Thursday, November 11, 2010

Random notes on Hadoop

I am talking about Hadoop 0.20 using a custom jar, not streaming or Hive or Pig.
  1. Make sure your distribution has the MAPREDUCE-1182 patch.
  2. Make sure you change the default setting of dfs.datanode.max.xcievers to something very large, like 4096. And yes, the property name is misspelled. In 0.22/0.23 the property will be called dfs.datanode.max.transfer.threads.
  3. If you've declared your key type to be T, you can't write an S, even if S is a subclass of T.

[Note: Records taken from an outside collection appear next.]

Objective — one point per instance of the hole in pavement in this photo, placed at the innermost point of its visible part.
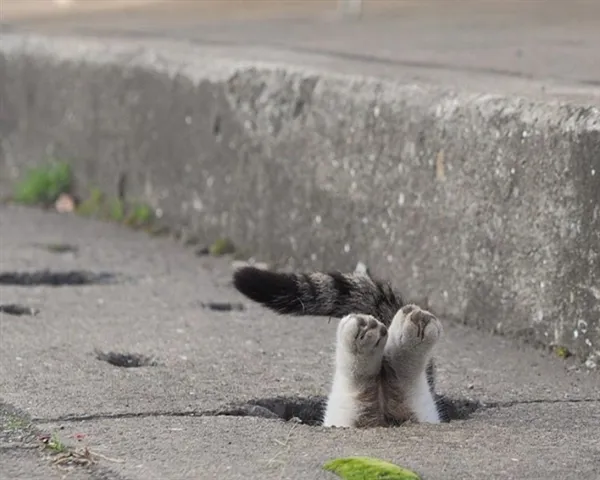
(456, 408)
(310, 410)
(126, 360)
(58, 247)
(15, 309)
(55, 279)
(223, 306)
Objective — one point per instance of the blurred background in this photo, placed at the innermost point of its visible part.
(531, 47)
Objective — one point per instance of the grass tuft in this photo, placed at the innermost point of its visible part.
(364, 468)
(44, 184)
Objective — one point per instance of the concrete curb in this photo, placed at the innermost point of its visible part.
(489, 206)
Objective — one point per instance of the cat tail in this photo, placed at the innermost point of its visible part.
(320, 294)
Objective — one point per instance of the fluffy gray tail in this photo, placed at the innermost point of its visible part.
(326, 294)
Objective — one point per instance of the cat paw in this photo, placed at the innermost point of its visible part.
(362, 334)
(419, 326)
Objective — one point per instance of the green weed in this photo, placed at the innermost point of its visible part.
(44, 184)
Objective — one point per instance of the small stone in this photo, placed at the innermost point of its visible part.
(65, 203)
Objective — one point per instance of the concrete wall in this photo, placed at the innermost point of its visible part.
(488, 206)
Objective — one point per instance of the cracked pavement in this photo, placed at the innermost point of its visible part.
(539, 416)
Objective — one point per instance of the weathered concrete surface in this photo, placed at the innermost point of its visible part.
(540, 420)
(543, 49)
(487, 205)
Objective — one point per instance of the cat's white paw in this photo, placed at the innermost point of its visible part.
(419, 327)
(362, 334)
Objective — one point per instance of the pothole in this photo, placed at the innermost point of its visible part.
(18, 310)
(55, 279)
(126, 360)
(310, 410)
(223, 306)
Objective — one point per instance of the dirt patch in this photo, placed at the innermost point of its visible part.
(126, 360)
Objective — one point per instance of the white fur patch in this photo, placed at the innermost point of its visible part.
(341, 410)
(421, 402)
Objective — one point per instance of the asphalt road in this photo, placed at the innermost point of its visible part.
(538, 415)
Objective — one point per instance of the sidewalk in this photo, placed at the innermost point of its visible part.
(543, 49)
(538, 417)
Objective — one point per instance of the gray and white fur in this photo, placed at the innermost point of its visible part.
(384, 371)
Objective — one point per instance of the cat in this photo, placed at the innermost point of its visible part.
(384, 369)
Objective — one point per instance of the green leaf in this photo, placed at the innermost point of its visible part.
(364, 468)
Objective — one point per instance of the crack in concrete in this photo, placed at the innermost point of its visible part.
(242, 411)
(514, 403)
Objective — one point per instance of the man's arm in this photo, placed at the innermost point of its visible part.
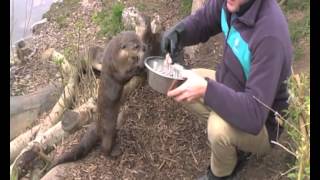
(240, 108)
(203, 24)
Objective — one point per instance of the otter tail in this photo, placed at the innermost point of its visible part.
(88, 141)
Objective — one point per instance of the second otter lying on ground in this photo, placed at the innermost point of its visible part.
(122, 60)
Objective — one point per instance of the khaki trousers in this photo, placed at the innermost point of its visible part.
(224, 139)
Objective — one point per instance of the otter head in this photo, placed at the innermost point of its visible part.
(128, 55)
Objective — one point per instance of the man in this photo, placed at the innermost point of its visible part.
(252, 76)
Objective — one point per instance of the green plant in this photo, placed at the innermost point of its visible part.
(141, 6)
(299, 28)
(186, 6)
(299, 128)
(109, 20)
(62, 21)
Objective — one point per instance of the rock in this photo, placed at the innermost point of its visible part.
(35, 28)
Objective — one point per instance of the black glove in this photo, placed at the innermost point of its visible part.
(171, 41)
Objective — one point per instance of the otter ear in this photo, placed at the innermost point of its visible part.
(123, 46)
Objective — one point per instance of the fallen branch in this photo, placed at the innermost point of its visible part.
(25, 110)
(51, 137)
(63, 103)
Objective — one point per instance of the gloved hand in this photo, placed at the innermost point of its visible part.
(171, 41)
(193, 88)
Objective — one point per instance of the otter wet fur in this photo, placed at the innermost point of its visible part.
(122, 60)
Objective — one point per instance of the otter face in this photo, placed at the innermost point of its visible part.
(129, 60)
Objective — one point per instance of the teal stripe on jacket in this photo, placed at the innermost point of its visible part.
(238, 45)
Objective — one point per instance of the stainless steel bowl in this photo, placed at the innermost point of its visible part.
(156, 79)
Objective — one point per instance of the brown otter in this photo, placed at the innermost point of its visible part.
(122, 60)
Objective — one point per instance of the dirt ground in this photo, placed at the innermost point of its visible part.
(159, 138)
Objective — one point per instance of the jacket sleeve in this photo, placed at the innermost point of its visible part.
(203, 24)
(240, 109)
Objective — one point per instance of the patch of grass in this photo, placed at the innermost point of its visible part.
(61, 21)
(141, 6)
(299, 29)
(109, 20)
(298, 115)
(186, 6)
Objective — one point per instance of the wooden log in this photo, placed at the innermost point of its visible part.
(51, 137)
(24, 110)
(63, 103)
(192, 50)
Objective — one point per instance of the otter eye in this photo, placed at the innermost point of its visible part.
(134, 58)
(136, 46)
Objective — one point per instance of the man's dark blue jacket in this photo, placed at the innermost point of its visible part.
(256, 62)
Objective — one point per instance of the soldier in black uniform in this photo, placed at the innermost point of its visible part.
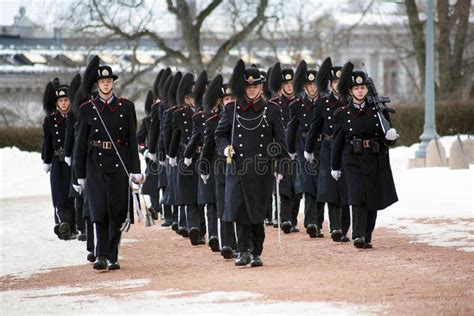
(187, 176)
(155, 143)
(324, 122)
(57, 105)
(250, 134)
(150, 186)
(301, 112)
(107, 158)
(281, 82)
(212, 164)
(360, 150)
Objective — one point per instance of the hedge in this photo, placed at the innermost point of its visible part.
(451, 119)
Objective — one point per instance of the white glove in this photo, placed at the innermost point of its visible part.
(137, 178)
(173, 162)
(308, 156)
(391, 134)
(77, 188)
(188, 161)
(204, 178)
(150, 156)
(336, 174)
(47, 167)
(226, 151)
(278, 177)
(82, 183)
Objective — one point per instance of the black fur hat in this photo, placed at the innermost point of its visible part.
(150, 99)
(185, 88)
(90, 75)
(49, 104)
(162, 90)
(156, 83)
(200, 88)
(173, 89)
(215, 90)
(345, 81)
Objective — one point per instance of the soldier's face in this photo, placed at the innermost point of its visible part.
(253, 91)
(228, 99)
(105, 85)
(359, 92)
(334, 85)
(63, 104)
(311, 89)
(287, 87)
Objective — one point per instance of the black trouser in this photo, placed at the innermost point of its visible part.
(80, 222)
(227, 234)
(195, 217)
(363, 222)
(211, 212)
(313, 211)
(251, 237)
(345, 219)
(90, 235)
(107, 239)
(334, 217)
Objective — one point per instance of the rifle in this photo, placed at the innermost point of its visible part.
(379, 102)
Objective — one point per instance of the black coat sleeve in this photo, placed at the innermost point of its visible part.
(47, 150)
(315, 128)
(195, 138)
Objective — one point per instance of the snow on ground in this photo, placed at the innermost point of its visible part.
(165, 302)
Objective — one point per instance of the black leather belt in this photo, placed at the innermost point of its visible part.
(105, 144)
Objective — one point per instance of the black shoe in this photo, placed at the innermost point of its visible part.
(183, 232)
(359, 242)
(82, 237)
(100, 263)
(56, 231)
(194, 236)
(286, 227)
(113, 265)
(214, 244)
(336, 235)
(166, 223)
(243, 259)
(174, 226)
(154, 214)
(256, 261)
(64, 231)
(344, 238)
(227, 252)
(90, 257)
(295, 229)
(312, 230)
(201, 240)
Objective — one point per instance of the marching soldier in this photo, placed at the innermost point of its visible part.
(281, 82)
(301, 112)
(187, 177)
(360, 150)
(212, 165)
(57, 106)
(324, 122)
(250, 134)
(107, 158)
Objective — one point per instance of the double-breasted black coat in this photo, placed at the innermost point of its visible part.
(107, 183)
(368, 174)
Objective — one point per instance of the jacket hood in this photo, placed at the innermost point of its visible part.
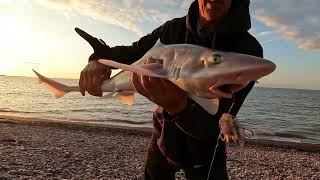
(237, 20)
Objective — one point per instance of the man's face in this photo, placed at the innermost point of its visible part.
(214, 10)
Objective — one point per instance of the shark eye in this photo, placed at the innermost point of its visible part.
(217, 58)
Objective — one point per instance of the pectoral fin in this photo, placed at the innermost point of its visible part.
(127, 97)
(210, 105)
(152, 69)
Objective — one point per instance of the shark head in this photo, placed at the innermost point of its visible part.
(221, 74)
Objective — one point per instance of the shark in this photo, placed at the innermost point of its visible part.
(204, 74)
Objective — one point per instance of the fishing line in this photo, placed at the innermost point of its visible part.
(217, 144)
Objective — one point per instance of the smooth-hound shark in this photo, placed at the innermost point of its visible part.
(204, 74)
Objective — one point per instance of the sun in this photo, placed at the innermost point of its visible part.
(13, 34)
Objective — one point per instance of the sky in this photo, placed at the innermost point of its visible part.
(40, 34)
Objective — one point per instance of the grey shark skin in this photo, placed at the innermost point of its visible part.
(204, 74)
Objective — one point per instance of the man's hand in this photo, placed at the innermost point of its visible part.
(92, 77)
(160, 91)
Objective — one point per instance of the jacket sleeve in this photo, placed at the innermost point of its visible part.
(252, 47)
(198, 123)
(130, 54)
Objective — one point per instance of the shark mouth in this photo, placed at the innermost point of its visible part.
(226, 90)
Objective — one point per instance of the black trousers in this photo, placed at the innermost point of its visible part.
(158, 168)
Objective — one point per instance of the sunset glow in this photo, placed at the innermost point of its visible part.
(39, 34)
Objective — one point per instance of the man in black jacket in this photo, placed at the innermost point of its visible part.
(184, 134)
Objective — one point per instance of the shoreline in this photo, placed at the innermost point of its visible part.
(59, 150)
(308, 147)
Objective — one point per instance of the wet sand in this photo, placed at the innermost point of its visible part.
(51, 150)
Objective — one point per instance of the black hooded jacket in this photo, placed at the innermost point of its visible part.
(190, 138)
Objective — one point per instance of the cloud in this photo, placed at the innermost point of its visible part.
(296, 20)
(128, 14)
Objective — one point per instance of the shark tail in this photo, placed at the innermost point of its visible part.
(57, 89)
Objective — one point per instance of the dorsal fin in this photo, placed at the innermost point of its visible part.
(158, 43)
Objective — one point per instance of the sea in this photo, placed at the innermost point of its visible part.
(291, 115)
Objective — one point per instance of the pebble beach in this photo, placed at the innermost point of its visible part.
(43, 150)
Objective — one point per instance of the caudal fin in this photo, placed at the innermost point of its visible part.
(57, 89)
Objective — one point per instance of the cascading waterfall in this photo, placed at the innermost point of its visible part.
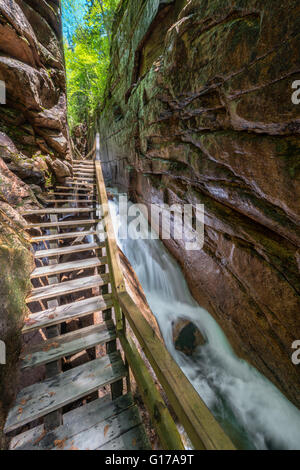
(250, 408)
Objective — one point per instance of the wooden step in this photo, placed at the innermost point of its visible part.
(62, 313)
(71, 188)
(68, 344)
(69, 223)
(71, 201)
(86, 195)
(67, 287)
(75, 421)
(42, 398)
(85, 178)
(62, 210)
(67, 250)
(72, 183)
(81, 180)
(62, 236)
(59, 268)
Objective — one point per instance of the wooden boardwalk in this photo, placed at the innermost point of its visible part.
(78, 280)
(111, 421)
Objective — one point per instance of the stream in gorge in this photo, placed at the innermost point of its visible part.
(253, 412)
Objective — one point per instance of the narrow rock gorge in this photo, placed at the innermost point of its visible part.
(34, 152)
(198, 110)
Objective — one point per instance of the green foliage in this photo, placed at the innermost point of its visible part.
(87, 31)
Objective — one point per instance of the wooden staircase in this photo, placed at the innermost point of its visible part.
(71, 413)
(109, 422)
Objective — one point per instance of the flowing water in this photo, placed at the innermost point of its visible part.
(250, 408)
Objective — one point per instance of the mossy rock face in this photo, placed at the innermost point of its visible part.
(207, 118)
(17, 262)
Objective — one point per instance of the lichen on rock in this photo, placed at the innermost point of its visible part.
(198, 110)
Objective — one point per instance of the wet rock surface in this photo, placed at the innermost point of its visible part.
(32, 67)
(187, 337)
(198, 111)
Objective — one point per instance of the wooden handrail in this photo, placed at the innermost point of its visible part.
(197, 420)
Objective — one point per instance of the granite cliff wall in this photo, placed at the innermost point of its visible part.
(198, 110)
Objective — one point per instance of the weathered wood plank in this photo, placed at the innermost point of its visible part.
(69, 223)
(87, 186)
(71, 188)
(55, 316)
(65, 201)
(54, 419)
(74, 421)
(199, 423)
(67, 267)
(64, 288)
(68, 250)
(84, 194)
(159, 413)
(90, 177)
(62, 236)
(42, 398)
(102, 433)
(57, 210)
(68, 344)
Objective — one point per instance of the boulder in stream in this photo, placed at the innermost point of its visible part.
(187, 337)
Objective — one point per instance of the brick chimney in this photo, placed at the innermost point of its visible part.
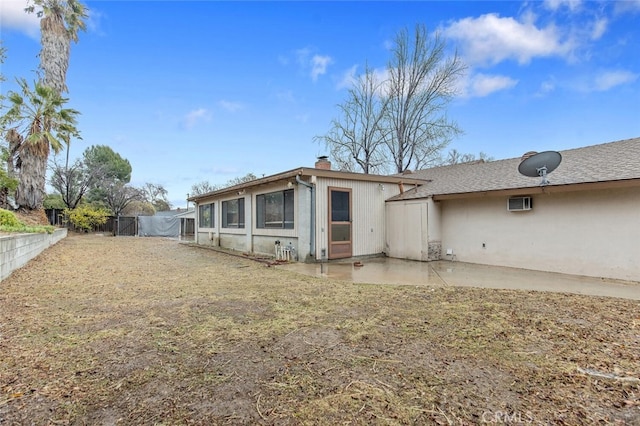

  4. There are several ways to get your dependencies visible to Hadoop tasks and tools, and they are all clunky.
    • You can bundle them all into the job jar in a folder called lib, although doing so does not make it possible to have custom input formats, output formats, mappers, and reducers in separate jars.
    • You can use the -libjars argument, but if you ever have to load a class via reflection (i.e., using Class.forName), you have to use the Thread.currentThread().getContextClassLoader() rather than the default. Also you might run into HADOOP-6103.
    • You can use DistributedCache.addFileToClassPath, but you have to be sure to put the file on HDFS and refer to it by its absolute pathname without a scheme or authority, and these files are only available to the tasks, not the tool/job.

  5. DistributedCache is just plain wonky. You must
    1. put your file on hdfs somehow
    2. call DistributedCache.addCacheFile(), using the full URI with "hdfs:///"
    3. in the mapper/reducer, use java.io.* APIs to access the files represented by the paths in DistributedCache.getLocalCacheFiles(). Incredibly, the "typical usage" example in the javadocs for DistributedCache just completely elides this crucial bit. If you try to use FileSystem.get().open(), you'll get a cryptic error message with a filename that looks like it's been mangled.
      I can't find a programmatic mapping between files added via addCacheFile() and paths retrieved by getLocalCacheFiles(), although there may be some support for sharing the name or specifying it with the "hdfs://source#target" syntax. None of this API is well-documented.
  6. You can't substitute Hadoop counters for actual aggregation in your reducer, tempting as that might be. Counters will differ from run to run, even against identical inputs, because of things that vary like speculative execution and task failures.
  7. If you configure your cluster to have 0 reduce slots (perhaps because your jobs are all map-only), and you accidentally submit a job that does require a reduce phase, that job will run all mappers to completion and then hang forever.